Scientists working at Stanford University, the Max Planck Institute for Informatics, Princeton University and Adobe Research have developed a technique that synthesizes new video frames from an edited interview transcript.
In other words, soon we’ll be able to alter speech in video clips simply by typing in new words:
“Our method automatically annotates an input talking-head video with phonemes, visemes, 3D face pose and geometry, reflectance, expression and scene illumination per frame. To edit a video, the user has to only edit the transcript, and an optimization strategy then chooses segments of the input corpus as base material. The annotated parameters corresponding to the selected segments are seamlessly stitched together and used to produce an intermediate video representation in which the lower half of the face is rendered with a parametric face model. Finally, a recurrent video generation network transforms this representation to a photorealistic video that matches the edited transcript.”
Why do this?
“Our main application is text-based editing of talking-head video.
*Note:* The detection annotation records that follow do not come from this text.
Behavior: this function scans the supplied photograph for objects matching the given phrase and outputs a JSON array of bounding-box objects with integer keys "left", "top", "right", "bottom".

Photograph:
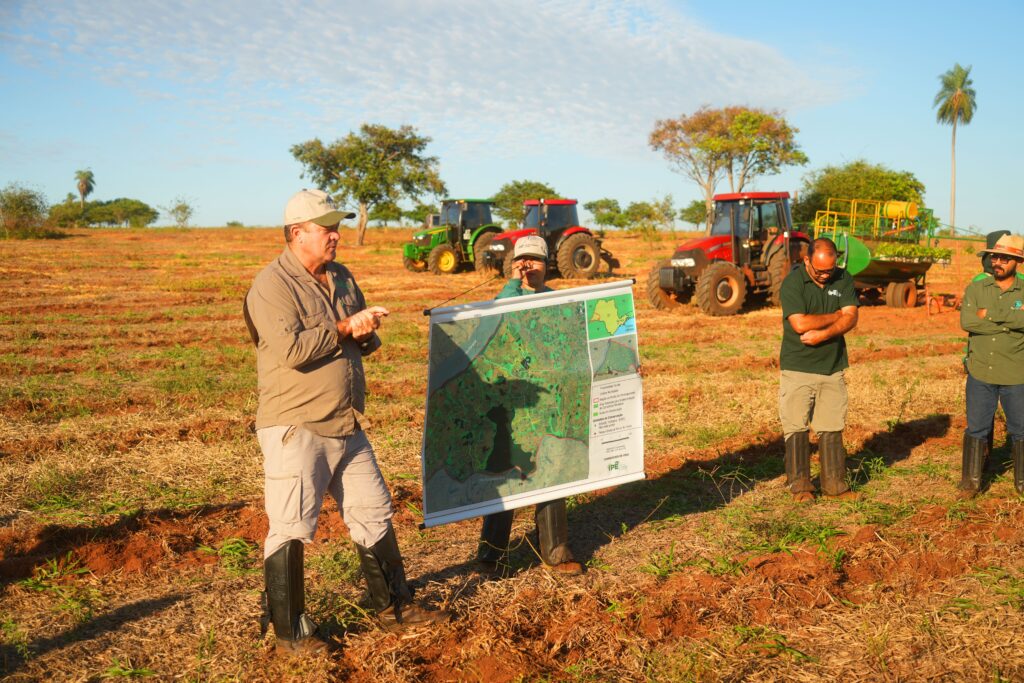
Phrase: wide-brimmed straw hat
[{"left": 978, "top": 234, "right": 1024, "bottom": 260}]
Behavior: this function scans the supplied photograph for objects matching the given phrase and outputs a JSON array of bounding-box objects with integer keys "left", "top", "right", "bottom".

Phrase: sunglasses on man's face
[{"left": 808, "top": 262, "right": 836, "bottom": 275}]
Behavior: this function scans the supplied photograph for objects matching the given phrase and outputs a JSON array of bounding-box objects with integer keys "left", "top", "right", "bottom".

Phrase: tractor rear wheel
[
  {"left": 647, "top": 259, "right": 693, "bottom": 310},
  {"left": 401, "top": 256, "right": 427, "bottom": 272},
  {"left": 886, "top": 283, "right": 918, "bottom": 308},
  {"left": 473, "top": 232, "right": 498, "bottom": 274},
  {"left": 427, "top": 245, "right": 462, "bottom": 275},
  {"left": 696, "top": 261, "right": 746, "bottom": 315},
  {"left": 558, "top": 232, "right": 601, "bottom": 280}
]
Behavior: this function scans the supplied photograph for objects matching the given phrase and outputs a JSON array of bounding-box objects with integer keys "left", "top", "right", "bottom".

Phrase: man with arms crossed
[
  {"left": 959, "top": 234, "right": 1024, "bottom": 499},
  {"left": 245, "top": 189, "right": 447, "bottom": 652},
  {"left": 778, "top": 238, "right": 858, "bottom": 503}
]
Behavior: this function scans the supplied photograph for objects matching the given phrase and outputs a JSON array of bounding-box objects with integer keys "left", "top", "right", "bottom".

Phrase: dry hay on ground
[{"left": 0, "top": 229, "right": 1024, "bottom": 681}]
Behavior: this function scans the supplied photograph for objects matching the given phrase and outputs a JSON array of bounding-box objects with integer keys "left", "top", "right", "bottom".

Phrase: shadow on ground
[
  {"left": 419, "top": 415, "right": 951, "bottom": 582},
  {"left": 0, "top": 594, "right": 184, "bottom": 674}
]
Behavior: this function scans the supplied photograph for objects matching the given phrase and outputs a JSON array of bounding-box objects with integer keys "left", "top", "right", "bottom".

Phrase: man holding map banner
[
  {"left": 476, "top": 234, "right": 583, "bottom": 574},
  {"left": 422, "top": 238, "right": 644, "bottom": 574}
]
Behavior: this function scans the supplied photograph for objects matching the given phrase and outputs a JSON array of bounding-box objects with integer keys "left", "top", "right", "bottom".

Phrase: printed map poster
[{"left": 422, "top": 281, "right": 644, "bottom": 526}]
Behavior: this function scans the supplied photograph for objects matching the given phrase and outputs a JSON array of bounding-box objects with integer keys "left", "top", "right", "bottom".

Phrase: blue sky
[{"left": 0, "top": 0, "right": 1024, "bottom": 232}]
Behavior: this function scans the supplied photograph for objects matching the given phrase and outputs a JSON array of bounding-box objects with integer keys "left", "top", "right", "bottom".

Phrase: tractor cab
[
  {"left": 708, "top": 193, "right": 793, "bottom": 271},
  {"left": 440, "top": 200, "right": 494, "bottom": 260},
  {"left": 522, "top": 200, "right": 580, "bottom": 234}
]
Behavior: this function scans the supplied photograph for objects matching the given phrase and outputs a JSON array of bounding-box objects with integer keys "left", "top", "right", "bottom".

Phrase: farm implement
[{"left": 814, "top": 199, "right": 951, "bottom": 308}]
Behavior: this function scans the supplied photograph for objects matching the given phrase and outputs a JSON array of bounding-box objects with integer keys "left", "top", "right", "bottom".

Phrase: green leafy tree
[
  {"left": 160, "top": 197, "right": 196, "bottom": 227},
  {"left": 0, "top": 182, "right": 47, "bottom": 240},
  {"left": 494, "top": 180, "right": 558, "bottom": 227},
  {"left": 679, "top": 200, "right": 708, "bottom": 227},
  {"left": 648, "top": 106, "right": 807, "bottom": 229},
  {"left": 583, "top": 197, "right": 629, "bottom": 227},
  {"left": 291, "top": 124, "right": 445, "bottom": 245},
  {"left": 46, "top": 193, "right": 81, "bottom": 227},
  {"left": 370, "top": 202, "right": 401, "bottom": 225},
  {"left": 75, "top": 169, "right": 96, "bottom": 211},
  {"left": 793, "top": 159, "right": 925, "bottom": 223},
  {"left": 106, "top": 198, "right": 158, "bottom": 227},
  {"left": 932, "top": 63, "right": 978, "bottom": 227},
  {"left": 401, "top": 202, "right": 438, "bottom": 225}
]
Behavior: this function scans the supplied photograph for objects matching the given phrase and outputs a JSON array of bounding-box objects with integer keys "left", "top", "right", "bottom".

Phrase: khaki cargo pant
[
  {"left": 778, "top": 370, "right": 847, "bottom": 438},
  {"left": 256, "top": 426, "right": 391, "bottom": 558}
]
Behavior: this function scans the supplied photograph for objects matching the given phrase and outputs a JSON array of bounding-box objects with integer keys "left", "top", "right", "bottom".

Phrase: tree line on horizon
[{"left": 0, "top": 63, "right": 977, "bottom": 240}]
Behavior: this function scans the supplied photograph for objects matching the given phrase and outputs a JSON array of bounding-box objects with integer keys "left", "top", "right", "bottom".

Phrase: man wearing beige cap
[
  {"left": 245, "top": 189, "right": 446, "bottom": 652},
  {"left": 476, "top": 234, "right": 583, "bottom": 574},
  {"left": 959, "top": 234, "right": 1024, "bottom": 498}
]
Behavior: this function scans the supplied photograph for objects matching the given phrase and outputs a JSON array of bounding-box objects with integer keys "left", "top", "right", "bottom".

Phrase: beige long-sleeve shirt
[{"left": 246, "top": 247, "right": 380, "bottom": 436}]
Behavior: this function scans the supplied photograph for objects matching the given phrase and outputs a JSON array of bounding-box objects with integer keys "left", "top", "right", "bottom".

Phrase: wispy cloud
[{"left": 0, "top": 0, "right": 840, "bottom": 156}]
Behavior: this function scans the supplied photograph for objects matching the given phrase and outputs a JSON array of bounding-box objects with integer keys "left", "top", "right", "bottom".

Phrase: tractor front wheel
[
  {"left": 473, "top": 232, "right": 498, "bottom": 274},
  {"left": 427, "top": 245, "right": 461, "bottom": 275},
  {"left": 647, "top": 259, "right": 693, "bottom": 310},
  {"left": 401, "top": 256, "right": 427, "bottom": 272},
  {"left": 558, "top": 232, "right": 601, "bottom": 280},
  {"left": 696, "top": 261, "right": 746, "bottom": 315},
  {"left": 768, "top": 249, "right": 791, "bottom": 306}
]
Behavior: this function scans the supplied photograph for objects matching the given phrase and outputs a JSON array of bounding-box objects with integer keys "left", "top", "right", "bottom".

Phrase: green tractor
[{"left": 402, "top": 200, "right": 502, "bottom": 275}]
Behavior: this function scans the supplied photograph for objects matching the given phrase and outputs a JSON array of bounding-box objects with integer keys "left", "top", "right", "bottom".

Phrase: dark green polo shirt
[
  {"left": 961, "top": 275, "right": 1024, "bottom": 384},
  {"left": 778, "top": 263, "right": 859, "bottom": 375}
]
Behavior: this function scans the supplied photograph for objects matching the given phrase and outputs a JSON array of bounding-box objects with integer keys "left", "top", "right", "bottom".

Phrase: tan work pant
[
  {"left": 778, "top": 370, "right": 847, "bottom": 438},
  {"left": 256, "top": 426, "right": 391, "bottom": 558}
]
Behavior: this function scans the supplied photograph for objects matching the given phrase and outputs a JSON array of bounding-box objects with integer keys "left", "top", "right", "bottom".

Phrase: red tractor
[
  {"left": 647, "top": 193, "right": 811, "bottom": 315},
  {"left": 485, "top": 199, "right": 618, "bottom": 279}
]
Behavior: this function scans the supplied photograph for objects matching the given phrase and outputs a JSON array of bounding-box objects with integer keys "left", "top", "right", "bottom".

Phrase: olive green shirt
[
  {"left": 961, "top": 276, "right": 1024, "bottom": 384},
  {"left": 246, "top": 247, "right": 380, "bottom": 436},
  {"left": 778, "top": 263, "right": 860, "bottom": 375}
]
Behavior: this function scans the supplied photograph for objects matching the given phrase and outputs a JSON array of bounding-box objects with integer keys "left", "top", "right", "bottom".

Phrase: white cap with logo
[
  {"left": 512, "top": 234, "right": 548, "bottom": 261},
  {"left": 285, "top": 189, "right": 355, "bottom": 225}
]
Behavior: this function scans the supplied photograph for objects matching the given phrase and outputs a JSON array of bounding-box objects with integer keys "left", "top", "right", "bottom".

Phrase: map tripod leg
[{"left": 476, "top": 510, "right": 515, "bottom": 571}]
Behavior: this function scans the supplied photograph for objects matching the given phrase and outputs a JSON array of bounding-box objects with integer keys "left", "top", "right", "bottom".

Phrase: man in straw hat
[
  {"left": 959, "top": 234, "right": 1024, "bottom": 498},
  {"left": 477, "top": 234, "right": 583, "bottom": 574},
  {"left": 244, "top": 189, "right": 447, "bottom": 652}
]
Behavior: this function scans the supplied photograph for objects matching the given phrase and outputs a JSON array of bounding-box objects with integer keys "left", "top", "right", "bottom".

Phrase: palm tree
[
  {"left": 932, "top": 63, "right": 977, "bottom": 228},
  {"left": 75, "top": 169, "right": 96, "bottom": 210}
]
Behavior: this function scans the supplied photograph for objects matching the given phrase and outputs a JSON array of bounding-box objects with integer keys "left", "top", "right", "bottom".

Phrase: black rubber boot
[
  {"left": 818, "top": 432, "right": 859, "bottom": 499},
  {"left": 261, "top": 541, "right": 327, "bottom": 652},
  {"left": 476, "top": 510, "right": 515, "bottom": 573},
  {"left": 958, "top": 434, "right": 988, "bottom": 499},
  {"left": 354, "top": 524, "right": 449, "bottom": 631},
  {"left": 534, "top": 498, "right": 583, "bottom": 574},
  {"left": 783, "top": 431, "right": 814, "bottom": 500},
  {"left": 1013, "top": 441, "right": 1024, "bottom": 496}
]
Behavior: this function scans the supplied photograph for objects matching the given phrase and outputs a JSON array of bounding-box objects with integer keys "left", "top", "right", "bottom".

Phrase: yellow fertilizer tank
[{"left": 882, "top": 202, "right": 918, "bottom": 220}]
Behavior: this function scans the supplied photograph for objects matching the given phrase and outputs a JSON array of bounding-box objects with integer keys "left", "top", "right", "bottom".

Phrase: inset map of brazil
[{"left": 587, "top": 293, "right": 637, "bottom": 340}]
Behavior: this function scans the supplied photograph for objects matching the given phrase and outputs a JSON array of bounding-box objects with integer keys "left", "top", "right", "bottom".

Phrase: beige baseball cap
[
  {"left": 512, "top": 234, "right": 548, "bottom": 261},
  {"left": 285, "top": 189, "right": 355, "bottom": 225},
  {"left": 978, "top": 234, "right": 1024, "bottom": 258}
]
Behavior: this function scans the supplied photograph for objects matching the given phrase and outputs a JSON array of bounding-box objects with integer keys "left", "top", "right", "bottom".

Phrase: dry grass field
[{"left": 0, "top": 229, "right": 1024, "bottom": 682}]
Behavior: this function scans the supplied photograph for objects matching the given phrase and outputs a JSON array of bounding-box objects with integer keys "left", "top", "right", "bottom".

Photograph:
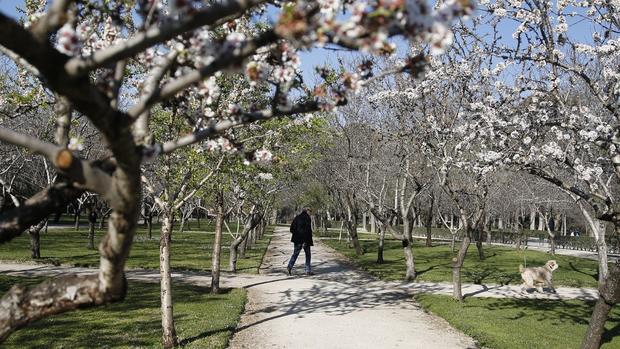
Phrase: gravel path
[
  {"left": 230, "top": 229, "right": 476, "bottom": 348},
  {"left": 0, "top": 228, "right": 597, "bottom": 349}
]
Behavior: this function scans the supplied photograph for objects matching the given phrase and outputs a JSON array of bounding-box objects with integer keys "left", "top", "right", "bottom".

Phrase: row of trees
[
  {"left": 0, "top": 0, "right": 472, "bottom": 347},
  {"left": 296, "top": 1, "right": 620, "bottom": 348}
]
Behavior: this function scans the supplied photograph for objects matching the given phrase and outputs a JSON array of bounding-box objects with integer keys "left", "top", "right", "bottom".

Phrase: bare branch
[
  {"left": 0, "top": 274, "right": 124, "bottom": 341},
  {"left": 174, "top": 156, "right": 224, "bottom": 210}
]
We support moving and deleting phrases, and the more challenging task of adding new unspoken words. Our approach produces photo-realistic results with good audio to video alignment and a photo-realistic mouth interior including highly detailed teeth.”
Read the full research paper.
My take: Yes, this could be handy in the editing suite. But the potential for abuse is very concerning. The ease of creating Deep Fakes by simply typing new words means that we would never be able to trust any video again. No longer will a picture be worth a thousand words; rather, one word will be worth a thousand pixels.